2. Mettre fin au secret sur l’impôt des sociétés, en veillant à ce que toutes les multinationales publient des informations financières pour chaque pays où elles exercent des activités. L’initiative de l’OCDE pour un reporting pays par pays est largement insuffisante, car elle ne couvre pas toutes les multinationales et elle n’oblige pas les entreprises à publier leurs informations financières. Cela signifie que les pays pauvres n’ont pas accès à ces informations pour pouvoir identifier ceux qui pratiquent l’évasion fiscale. Des propositions européennes plus énergiques sur le reporting pays par pays devaient être adoptées cette année, mais sont actuellement bloquées par des États membres de l’UE comme l’Allemagne, l’Irlande et le Luxembourg.

3. Mettre fin au secret fiscal pour les grandes fortunes, en établissant un registre public centralisé des particuliers qui possèdent des sociétés fictives, des trusts et des fondations et qui en tirent profit. De nombreux pays ont établi des registres des bénéficiaires effectifs, mais peu d’entre eux ont publié ces informations. Les pays pauvres n’ont donc pas accès à ces informations pour pouvoir identifier ceux qui pratiquent l’évasion fiscale.

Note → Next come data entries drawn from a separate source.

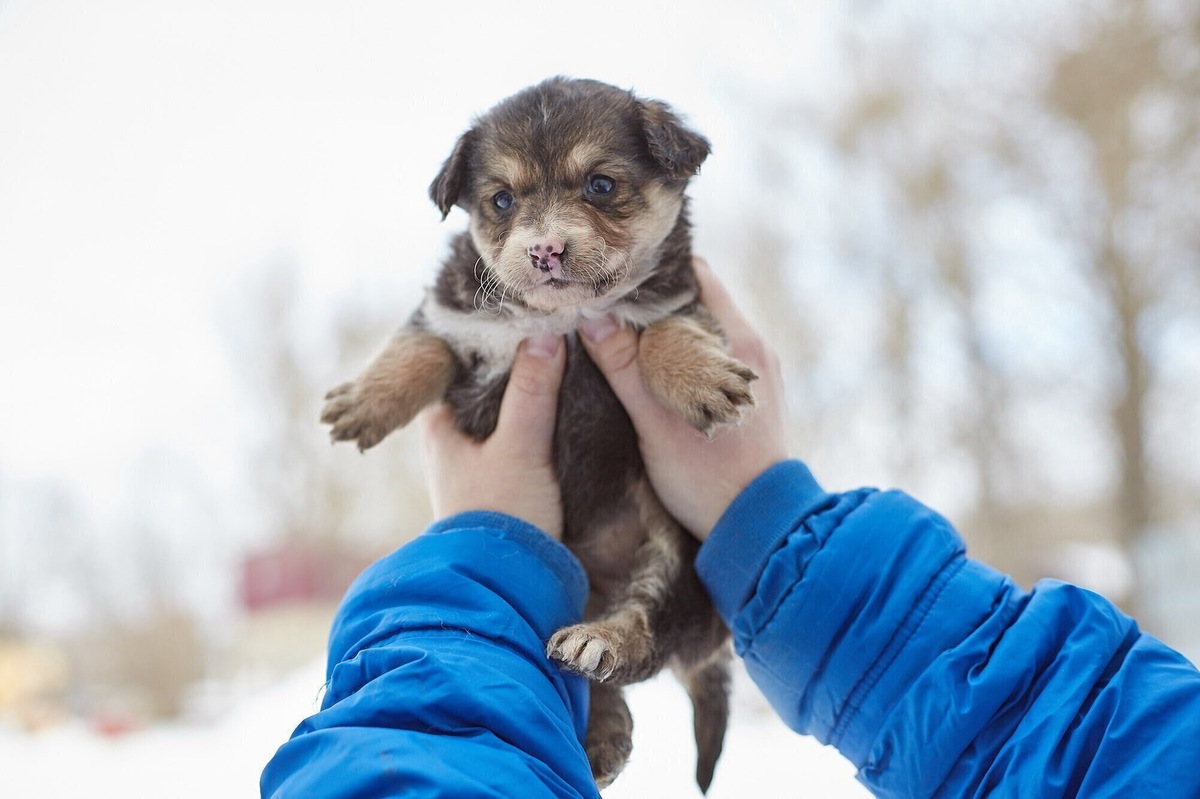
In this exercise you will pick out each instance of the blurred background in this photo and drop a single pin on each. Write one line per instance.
(971, 229)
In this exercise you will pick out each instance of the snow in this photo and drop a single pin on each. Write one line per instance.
(225, 758)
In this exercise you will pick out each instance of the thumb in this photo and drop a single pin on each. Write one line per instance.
(531, 400)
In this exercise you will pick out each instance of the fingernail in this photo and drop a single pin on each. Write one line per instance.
(544, 346)
(597, 330)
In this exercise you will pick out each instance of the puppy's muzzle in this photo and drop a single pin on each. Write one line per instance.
(546, 256)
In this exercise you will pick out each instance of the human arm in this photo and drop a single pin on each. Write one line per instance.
(438, 684)
(865, 625)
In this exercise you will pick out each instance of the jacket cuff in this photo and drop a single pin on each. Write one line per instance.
(562, 563)
(479, 551)
(751, 528)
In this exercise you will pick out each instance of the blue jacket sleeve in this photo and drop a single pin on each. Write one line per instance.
(865, 625)
(438, 684)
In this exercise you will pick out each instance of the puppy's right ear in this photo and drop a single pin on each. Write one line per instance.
(448, 185)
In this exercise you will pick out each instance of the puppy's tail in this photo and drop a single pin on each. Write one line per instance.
(708, 685)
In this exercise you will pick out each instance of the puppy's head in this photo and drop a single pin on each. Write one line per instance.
(571, 187)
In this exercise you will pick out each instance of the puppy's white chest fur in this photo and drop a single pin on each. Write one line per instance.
(496, 335)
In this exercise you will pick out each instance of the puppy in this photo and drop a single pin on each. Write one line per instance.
(575, 192)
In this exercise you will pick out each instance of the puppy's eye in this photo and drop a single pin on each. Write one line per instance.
(600, 185)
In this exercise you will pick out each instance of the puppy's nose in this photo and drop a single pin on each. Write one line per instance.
(547, 253)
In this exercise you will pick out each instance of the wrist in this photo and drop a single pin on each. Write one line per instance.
(751, 528)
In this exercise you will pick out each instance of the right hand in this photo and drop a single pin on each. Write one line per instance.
(696, 478)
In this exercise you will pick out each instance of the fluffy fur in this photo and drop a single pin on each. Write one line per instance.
(575, 192)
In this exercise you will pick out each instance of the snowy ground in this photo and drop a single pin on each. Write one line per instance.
(225, 758)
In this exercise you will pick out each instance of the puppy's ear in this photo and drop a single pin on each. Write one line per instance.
(677, 149)
(448, 185)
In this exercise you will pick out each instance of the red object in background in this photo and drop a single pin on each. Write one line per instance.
(298, 572)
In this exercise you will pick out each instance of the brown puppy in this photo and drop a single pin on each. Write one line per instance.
(576, 198)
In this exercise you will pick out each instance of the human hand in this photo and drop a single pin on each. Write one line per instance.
(696, 478)
(511, 472)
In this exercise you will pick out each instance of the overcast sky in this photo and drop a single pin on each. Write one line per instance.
(151, 154)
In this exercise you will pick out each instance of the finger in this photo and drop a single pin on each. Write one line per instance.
(744, 341)
(720, 304)
(438, 432)
(531, 400)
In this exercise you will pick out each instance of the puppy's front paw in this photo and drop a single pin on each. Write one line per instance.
(685, 366)
(411, 372)
(588, 649)
(359, 415)
(715, 394)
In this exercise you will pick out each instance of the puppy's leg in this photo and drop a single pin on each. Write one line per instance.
(708, 686)
(685, 365)
(610, 737)
(622, 646)
(413, 371)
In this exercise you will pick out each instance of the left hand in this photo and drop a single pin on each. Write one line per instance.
(511, 472)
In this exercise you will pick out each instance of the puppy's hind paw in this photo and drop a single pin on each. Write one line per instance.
(587, 649)
(354, 419)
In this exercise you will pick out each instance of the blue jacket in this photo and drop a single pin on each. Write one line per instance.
(857, 614)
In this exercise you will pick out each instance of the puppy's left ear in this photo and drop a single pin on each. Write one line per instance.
(449, 184)
(677, 149)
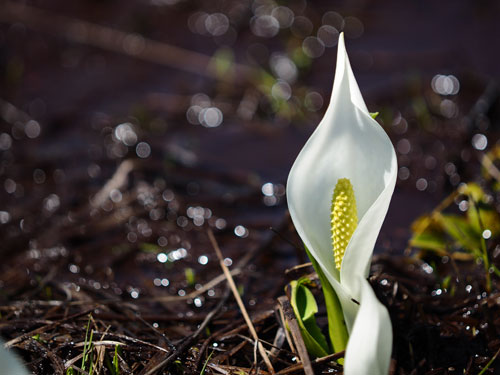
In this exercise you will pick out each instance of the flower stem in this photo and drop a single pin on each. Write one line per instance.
(337, 329)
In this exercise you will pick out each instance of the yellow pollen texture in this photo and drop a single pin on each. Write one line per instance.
(344, 218)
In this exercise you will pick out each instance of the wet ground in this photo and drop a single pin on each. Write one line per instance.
(127, 130)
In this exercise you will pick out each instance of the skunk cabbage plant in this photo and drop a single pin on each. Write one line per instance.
(9, 363)
(338, 192)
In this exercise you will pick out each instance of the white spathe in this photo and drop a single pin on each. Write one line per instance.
(348, 143)
(10, 363)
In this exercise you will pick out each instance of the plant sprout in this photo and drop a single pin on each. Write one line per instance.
(350, 157)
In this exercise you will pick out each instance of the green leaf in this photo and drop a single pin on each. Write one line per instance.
(461, 231)
(337, 329)
(304, 306)
(429, 241)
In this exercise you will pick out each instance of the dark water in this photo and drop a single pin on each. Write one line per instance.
(88, 85)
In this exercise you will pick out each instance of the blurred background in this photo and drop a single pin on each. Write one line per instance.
(128, 128)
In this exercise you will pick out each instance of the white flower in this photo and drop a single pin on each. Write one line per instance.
(348, 143)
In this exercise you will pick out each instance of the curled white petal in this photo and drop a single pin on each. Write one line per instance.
(9, 363)
(347, 143)
(370, 343)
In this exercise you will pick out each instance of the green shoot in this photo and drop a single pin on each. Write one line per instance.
(87, 350)
(203, 369)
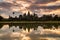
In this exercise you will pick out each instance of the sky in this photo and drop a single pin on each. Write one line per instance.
(40, 7)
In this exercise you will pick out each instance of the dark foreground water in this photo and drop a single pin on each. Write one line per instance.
(29, 31)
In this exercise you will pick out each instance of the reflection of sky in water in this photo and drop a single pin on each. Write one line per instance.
(7, 33)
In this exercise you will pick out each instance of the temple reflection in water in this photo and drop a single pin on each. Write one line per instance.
(30, 32)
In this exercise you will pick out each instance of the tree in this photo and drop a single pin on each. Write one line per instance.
(1, 18)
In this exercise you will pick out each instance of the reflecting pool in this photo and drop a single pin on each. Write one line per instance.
(29, 31)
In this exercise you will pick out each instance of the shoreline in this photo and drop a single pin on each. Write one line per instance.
(29, 21)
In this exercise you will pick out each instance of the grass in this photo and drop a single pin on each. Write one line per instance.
(29, 21)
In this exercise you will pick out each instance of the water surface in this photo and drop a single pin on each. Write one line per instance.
(29, 31)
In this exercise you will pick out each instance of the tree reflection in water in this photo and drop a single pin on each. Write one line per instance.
(30, 32)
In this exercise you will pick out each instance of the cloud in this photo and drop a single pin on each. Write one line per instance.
(5, 5)
(44, 1)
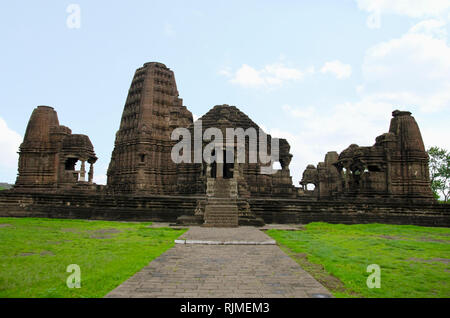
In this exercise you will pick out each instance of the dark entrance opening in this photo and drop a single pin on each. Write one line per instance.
(228, 166)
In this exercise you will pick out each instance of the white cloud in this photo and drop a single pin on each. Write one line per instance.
(413, 70)
(9, 144)
(100, 179)
(169, 30)
(277, 74)
(297, 112)
(410, 8)
(269, 76)
(337, 68)
(433, 27)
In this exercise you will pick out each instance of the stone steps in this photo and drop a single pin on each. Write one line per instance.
(222, 212)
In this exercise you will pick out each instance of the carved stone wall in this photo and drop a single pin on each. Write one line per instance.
(396, 166)
(141, 160)
(49, 153)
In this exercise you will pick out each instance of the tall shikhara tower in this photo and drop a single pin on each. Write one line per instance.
(141, 160)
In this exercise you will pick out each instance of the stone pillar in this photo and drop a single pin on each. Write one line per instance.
(91, 172)
(83, 171)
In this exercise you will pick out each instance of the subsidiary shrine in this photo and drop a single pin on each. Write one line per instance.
(387, 182)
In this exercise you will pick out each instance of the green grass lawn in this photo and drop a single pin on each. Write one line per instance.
(414, 260)
(35, 253)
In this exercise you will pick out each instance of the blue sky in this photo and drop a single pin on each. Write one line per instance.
(323, 74)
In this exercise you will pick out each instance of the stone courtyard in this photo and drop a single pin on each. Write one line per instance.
(222, 263)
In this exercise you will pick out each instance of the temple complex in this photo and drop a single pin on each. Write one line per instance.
(396, 166)
(49, 153)
(239, 186)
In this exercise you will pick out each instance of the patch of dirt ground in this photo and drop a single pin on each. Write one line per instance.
(331, 282)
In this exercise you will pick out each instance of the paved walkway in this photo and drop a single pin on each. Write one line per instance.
(223, 271)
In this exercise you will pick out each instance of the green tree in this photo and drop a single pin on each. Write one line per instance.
(440, 172)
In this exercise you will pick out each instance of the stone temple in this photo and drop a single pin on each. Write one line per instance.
(387, 182)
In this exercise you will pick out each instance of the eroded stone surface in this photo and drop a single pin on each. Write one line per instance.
(49, 153)
(396, 166)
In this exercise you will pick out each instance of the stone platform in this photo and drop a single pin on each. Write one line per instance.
(222, 271)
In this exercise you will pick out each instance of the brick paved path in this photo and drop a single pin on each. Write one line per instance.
(245, 271)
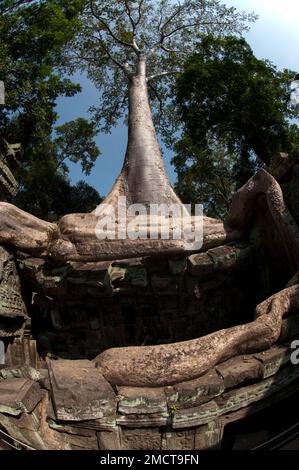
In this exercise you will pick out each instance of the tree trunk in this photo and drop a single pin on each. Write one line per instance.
(143, 177)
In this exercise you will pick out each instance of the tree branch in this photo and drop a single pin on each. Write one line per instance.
(162, 74)
(129, 13)
(109, 30)
(192, 25)
(125, 67)
(139, 12)
(169, 20)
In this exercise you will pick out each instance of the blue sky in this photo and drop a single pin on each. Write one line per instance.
(275, 36)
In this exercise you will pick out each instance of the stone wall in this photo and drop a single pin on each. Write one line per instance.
(79, 310)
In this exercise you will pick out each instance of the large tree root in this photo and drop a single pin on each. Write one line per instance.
(23, 231)
(74, 238)
(168, 364)
(243, 209)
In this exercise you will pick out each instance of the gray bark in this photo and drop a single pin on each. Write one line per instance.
(143, 178)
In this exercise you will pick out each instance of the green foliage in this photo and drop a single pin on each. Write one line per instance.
(34, 36)
(115, 34)
(204, 175)
(236, 114)
(75, 142)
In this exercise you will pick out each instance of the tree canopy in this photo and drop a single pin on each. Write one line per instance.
(116, 34)
(33, 38)
(236, 114)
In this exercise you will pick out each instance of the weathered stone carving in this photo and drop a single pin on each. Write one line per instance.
(13, 313)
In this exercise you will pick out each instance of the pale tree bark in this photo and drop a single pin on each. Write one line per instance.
(143, 178)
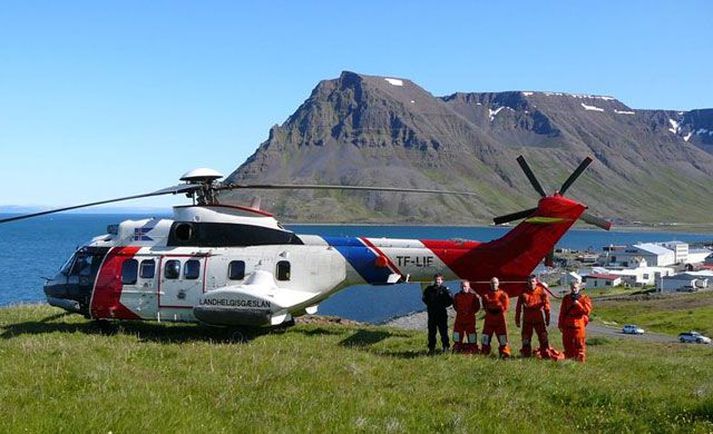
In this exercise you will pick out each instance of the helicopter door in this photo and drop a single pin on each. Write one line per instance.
(182, 281)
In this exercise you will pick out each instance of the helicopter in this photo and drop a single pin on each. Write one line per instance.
(223, 264)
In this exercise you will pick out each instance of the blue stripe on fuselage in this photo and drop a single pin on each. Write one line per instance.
(360, 257)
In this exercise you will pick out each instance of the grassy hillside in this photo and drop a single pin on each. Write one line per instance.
(670, 314)
(59, 373)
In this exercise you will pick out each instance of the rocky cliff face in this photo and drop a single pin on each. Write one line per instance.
(365, 130)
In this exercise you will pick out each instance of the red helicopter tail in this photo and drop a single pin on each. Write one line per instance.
(514, 256)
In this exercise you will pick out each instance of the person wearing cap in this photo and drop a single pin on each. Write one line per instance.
(437, 298)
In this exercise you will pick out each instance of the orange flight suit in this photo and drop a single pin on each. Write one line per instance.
(574, 317)
(466, 304)
(530, 307)
(495, 304)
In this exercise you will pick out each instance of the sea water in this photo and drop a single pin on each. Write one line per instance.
(33, 249)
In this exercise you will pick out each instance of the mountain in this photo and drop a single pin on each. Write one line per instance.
(651, 165)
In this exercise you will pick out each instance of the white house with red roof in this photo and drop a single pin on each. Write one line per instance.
(602, 280)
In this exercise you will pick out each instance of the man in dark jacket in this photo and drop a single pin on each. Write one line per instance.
(437, 298)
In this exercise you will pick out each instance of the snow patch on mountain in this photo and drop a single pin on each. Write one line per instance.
(592, 107)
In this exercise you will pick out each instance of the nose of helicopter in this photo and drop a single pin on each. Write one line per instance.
(57, 292)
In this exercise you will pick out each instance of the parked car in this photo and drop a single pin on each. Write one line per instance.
(693, 337)
(631, 329)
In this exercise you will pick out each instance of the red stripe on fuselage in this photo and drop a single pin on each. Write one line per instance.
(514, 256)
(376, 250)
(106, 300)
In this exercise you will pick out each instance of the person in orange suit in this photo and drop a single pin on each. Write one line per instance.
(533, 312)
(495, 303)
(573, 320)
(466, 303)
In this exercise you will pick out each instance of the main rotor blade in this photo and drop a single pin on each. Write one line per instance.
(338, 187)
(182, 188)
(531, 176)
(514, 216)
(596, 221)
(573, 177)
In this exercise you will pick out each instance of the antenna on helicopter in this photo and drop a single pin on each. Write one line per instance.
(204, 178)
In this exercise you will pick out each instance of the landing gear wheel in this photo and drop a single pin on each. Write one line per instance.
(238, 336)
(105, 327)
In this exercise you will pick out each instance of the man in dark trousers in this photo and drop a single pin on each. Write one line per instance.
(437, 298)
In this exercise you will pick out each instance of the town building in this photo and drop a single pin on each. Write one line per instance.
(688, 281)
(597, 280)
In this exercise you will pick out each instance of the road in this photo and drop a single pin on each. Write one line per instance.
(418, 321)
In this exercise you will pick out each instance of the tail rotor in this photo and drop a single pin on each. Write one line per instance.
(586, 217)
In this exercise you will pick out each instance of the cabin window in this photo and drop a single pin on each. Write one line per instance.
(236, 270)
(283, 270)
(184, 231)
(129, 271)
(192, 269)
(172, 269)
(147, 269)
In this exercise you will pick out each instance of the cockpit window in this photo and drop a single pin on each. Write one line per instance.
(147, 269)
(129, 271)
(192, 269)
(283, 270)
(236, 270)
(172, 269)
(184, 231)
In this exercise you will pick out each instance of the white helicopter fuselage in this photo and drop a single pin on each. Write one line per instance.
(145, 273)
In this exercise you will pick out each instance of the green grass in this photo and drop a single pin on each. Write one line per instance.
(670, 314)
(59, 373)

4. Rééquilibrer les accords fiscaux en veillant à ce que les conventions fiscales n’exploitent pas l’assiette fiscale des pays en développement. Les pays pauvres font souvent les frais d’accords fiscaux inéquitables, qui permettent aux multinationales de s’y soustraire à l’impôt. Les réformes fiscales internationales entreprises par le G20 et l’OCDE ont néanmoins fait abstraction de cette question, entre autres parce que les pays pauvres n’ont pas vraiment eu voix au chapitre.

5. Créer une organisation mondiale de la fiscalité au sein de laquelle tous les pays puissent coopérer sur un pied d’égalité à l’adoption des réformes fiscales fondamentales qui s’imposent pour que le système fiscal bénéficie à tout le monde. Les réformes du système fiscal international ont peu contribué à enrayer l’évasion fiscale dans les pays riches, et encore moins dans les pays pauvres, qui n’ont pas vraiment eu voix au chapitre dans le processus de réforme. Les pays de l’OCDE et les membres du G20 ont bloqué les tentatives des pays pauvres de créer un organisme fiscal indépendant, au sein duquel tous les pays pourraient définir ensemble une deuxième série de réformes plus fondamentales, dont des mesures de lutte contre une concurrence fiscale dommageable.

Notes aux rédactions

Mettre un terme aux scandales : Cinq recommandations à l’intention des États pour s’attaquer à l’évasion fiscale.

D’après les estimations de Gabriel Zucman, les multinationales transfèrent artificiellement près de 45 % de leurs bénéfices vers des paradis fiscaux.

L’évasion fiscale coûte 170 milliards de dollars par an aux pays en développement, dont 70 milliards du fait des grandes fortunes et 100 milliards du fait des entreprises.

100 milliards de dollars permettraient de scolariser 124 millions d’enfants et de financer des services de santé qui pourraient sauver la vie de 6 millions d’enfants chaque année. 124 millions d’enfants ne sont pas scolarisés dans le monde. Chaque année, le manque de financements nationaux des pays à revenu faible et intermédiaire pour assurer l’éducation à tous est de 39 milliards de dollars par an. 32 milliards de dollars permettraient de financer des services de santé essentiels et de sauver la vie de 6 millions d’enfants chaque année.